CPU = 8 workers doing heavy tasks
GPU = 5000 workers doing small tasks simultaneously

LLMs prefer many small parallel operations → GPU wins.

4. CPU: technically enough, practically limiting

Yes, CPU can:

load model
run inference
generate output

But the problem is latency.

Example

If:

1 token = 400 ms
80 tokens = 32 seconds

That’s just for generation—not including prompt processing.

Where CPU still makes sense

local experimentation
offline batch jobs
CI pipelines
small models (≤3B)

Where CPU fails

chat apps
real-time APIs
long prompts
concurrent users

👉 Key insight:

CPU is functionally correct, but not experience-friendly.

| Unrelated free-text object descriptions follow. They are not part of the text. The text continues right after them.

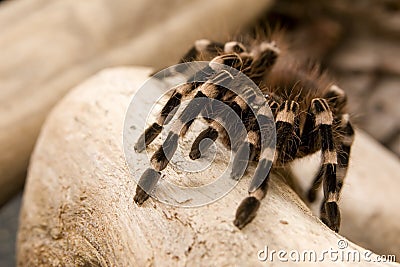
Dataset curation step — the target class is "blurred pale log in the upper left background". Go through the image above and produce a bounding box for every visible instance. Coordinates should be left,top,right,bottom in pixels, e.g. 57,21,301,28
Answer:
0,0,271,205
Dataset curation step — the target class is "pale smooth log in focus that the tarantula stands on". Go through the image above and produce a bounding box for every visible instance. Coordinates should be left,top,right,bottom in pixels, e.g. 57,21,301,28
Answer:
17,68,400,266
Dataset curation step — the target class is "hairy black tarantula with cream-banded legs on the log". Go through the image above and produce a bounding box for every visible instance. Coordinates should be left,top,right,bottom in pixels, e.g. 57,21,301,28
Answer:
134,35,354,232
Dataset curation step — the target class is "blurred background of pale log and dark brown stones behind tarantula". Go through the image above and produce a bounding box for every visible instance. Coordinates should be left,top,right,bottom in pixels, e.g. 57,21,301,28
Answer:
0,0,400,266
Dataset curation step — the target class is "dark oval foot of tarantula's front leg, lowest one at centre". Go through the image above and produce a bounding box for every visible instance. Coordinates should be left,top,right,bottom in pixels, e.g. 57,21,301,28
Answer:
233,197,260,229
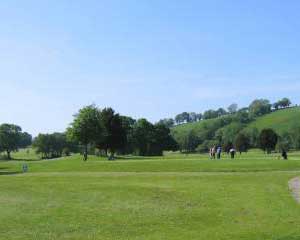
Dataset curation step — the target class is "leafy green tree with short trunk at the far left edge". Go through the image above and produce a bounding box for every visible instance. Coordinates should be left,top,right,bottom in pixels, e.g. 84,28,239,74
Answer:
0,123,22,159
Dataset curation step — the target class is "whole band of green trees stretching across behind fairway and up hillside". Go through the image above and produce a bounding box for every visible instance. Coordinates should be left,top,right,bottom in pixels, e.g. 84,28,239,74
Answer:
0,98,300,160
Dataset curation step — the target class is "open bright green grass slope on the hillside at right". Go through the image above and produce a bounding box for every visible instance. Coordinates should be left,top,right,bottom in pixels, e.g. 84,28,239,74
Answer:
247,107,300,134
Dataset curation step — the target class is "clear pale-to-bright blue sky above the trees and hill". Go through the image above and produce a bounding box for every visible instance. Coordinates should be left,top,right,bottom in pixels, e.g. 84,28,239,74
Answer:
0,0,300,135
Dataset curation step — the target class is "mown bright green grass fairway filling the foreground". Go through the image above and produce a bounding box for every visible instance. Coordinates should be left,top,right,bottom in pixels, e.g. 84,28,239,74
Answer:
0,152,300,240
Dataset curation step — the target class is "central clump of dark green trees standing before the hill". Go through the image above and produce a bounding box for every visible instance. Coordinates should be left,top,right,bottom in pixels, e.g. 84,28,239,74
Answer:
40,105,177,161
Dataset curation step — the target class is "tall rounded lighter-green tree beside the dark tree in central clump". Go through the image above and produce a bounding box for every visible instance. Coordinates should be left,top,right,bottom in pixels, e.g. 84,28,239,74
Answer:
67,105,103,161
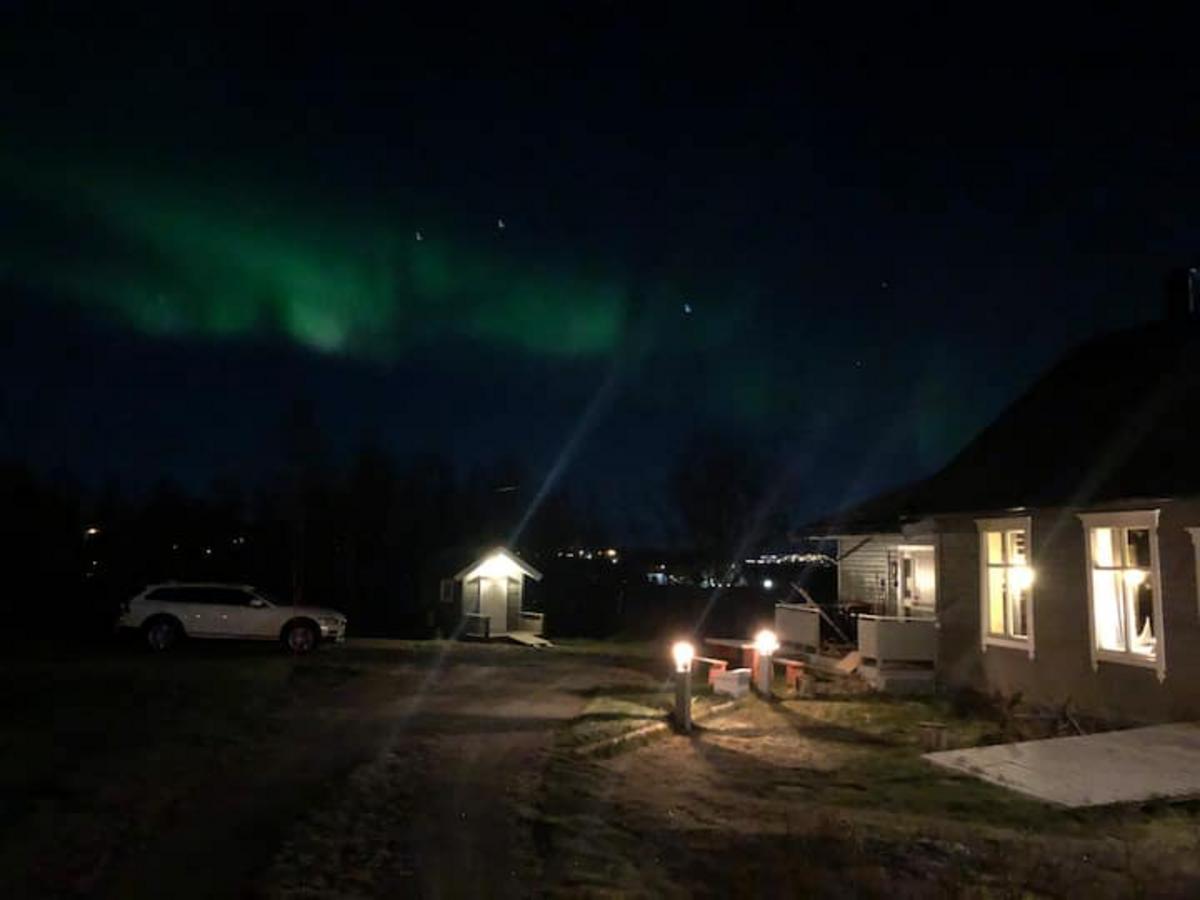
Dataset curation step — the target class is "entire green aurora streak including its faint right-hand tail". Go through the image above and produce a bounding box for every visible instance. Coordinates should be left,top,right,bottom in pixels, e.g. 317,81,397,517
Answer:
0,156,984,465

5. Memory breakdown (often misunderstood)

Developers often think only about model size.

That’s incorrect.

Memory components

1. Model weights

largest chunk
depends on quantization

2. KV Cache (VERY IMPORTANT)

Stores past tokens for attention.

Formula intuition:

Memory ∝ tokens × layers × hidden_size

Long prompts → huge memory growth.

3. Runtime overhead

buffers
tensors
allocator

4. System overhead

OS
background processes

👉 Real takeaway:

A 4GB model may require 6–8GB system memory in practice.

6. Why Q4 is the default starting point

Q4 = 4-bit quantization

What it does

compress weights
reduce memory
improve speed

Why developers start with Q4

fits in laptops
works without high-end GPU
faster load time
"good enough" for most tasks

Example

Model	FP16	Q4
7B	~14GB	~4GB

That’s a 3–4× reduction.

7. Does Q4 reduce accuracy?

Short answer: yes, but often acceptable.

What actually degrades

reasoning depth (slightly)
long-chain logic
rare edge cases

What usually stays fine

chat
summarization
coding assistance
general Q&A

Why this happens

Lower precision → information loss in weights.

But modern quantization methods preserve most signal.

Practical guideline

Use case	Recommended
Laptop dev	Q4
Balanced	Q5/Q6
High quality	Q8 / FP16

8. Easiest ways to run models locally

1. Ollama (best starting point)

ollama run llama3

Pros:

minimal setup
auto model management
local API

2. LM Studio

GUI-based
good for testing
built-in server mode

3. llama.cpp

lightweight
CPU-friendly
supports GGUF

4. Transformers (Python)

from transformers import AutoTokenizer, AutoModelForCausalLM

model = AutoModelForCausalLM.from_pretrained(
    "meta-llama/Llama-3.1-8B-Instruct",
    device_map="auto"
)

Pros:

maximum flexibility
integration with ML pipelines

Cons:

more setup

5. vLLM / TGI (production)

Use when:

serving APIs
multiple users
need batching

9. Execution flow diagram

10. Why generation feels slow (core insight)

LLMs generate one token at a time.

Not a full sentence.

Not a paragraph.

This is why:

latency is visible
CPU feels painful
GPU improves experience dramatically

11. Real-world performance comparison

Setup	Experience
CPU VM	Slow, usable for testing
Laptop GPU	Smooth, interactive
Server GPU	Production ready

12. Common mistakes developers make

Ignoring KV cache memory
Using huge context unnecessarily
Assuming model size == total memory
Running large models on weak VMs
Ignoring disk speed

13. Recommended developer workflow

Step 1: Start simple

Ollama
Q4 model

Step 2: Validate use case

prompts
latency

Step 3: Measure

memory
tokens/sec

Step 4: Optimize

move to GPU
increase quantization quality

14. Final takeaway

Running an LLM locally is not magic—it’s a pipeline of:

loading weights
running matrix operations
generating tokens sequentially

CPU can run models, but GPU makes them usable.

Q4 makes models accessible, even on limited hardware.

The best approach:

Start small → validate → scale hardware → optimize

Focus less on infrastructure perfection and more on building real use cases.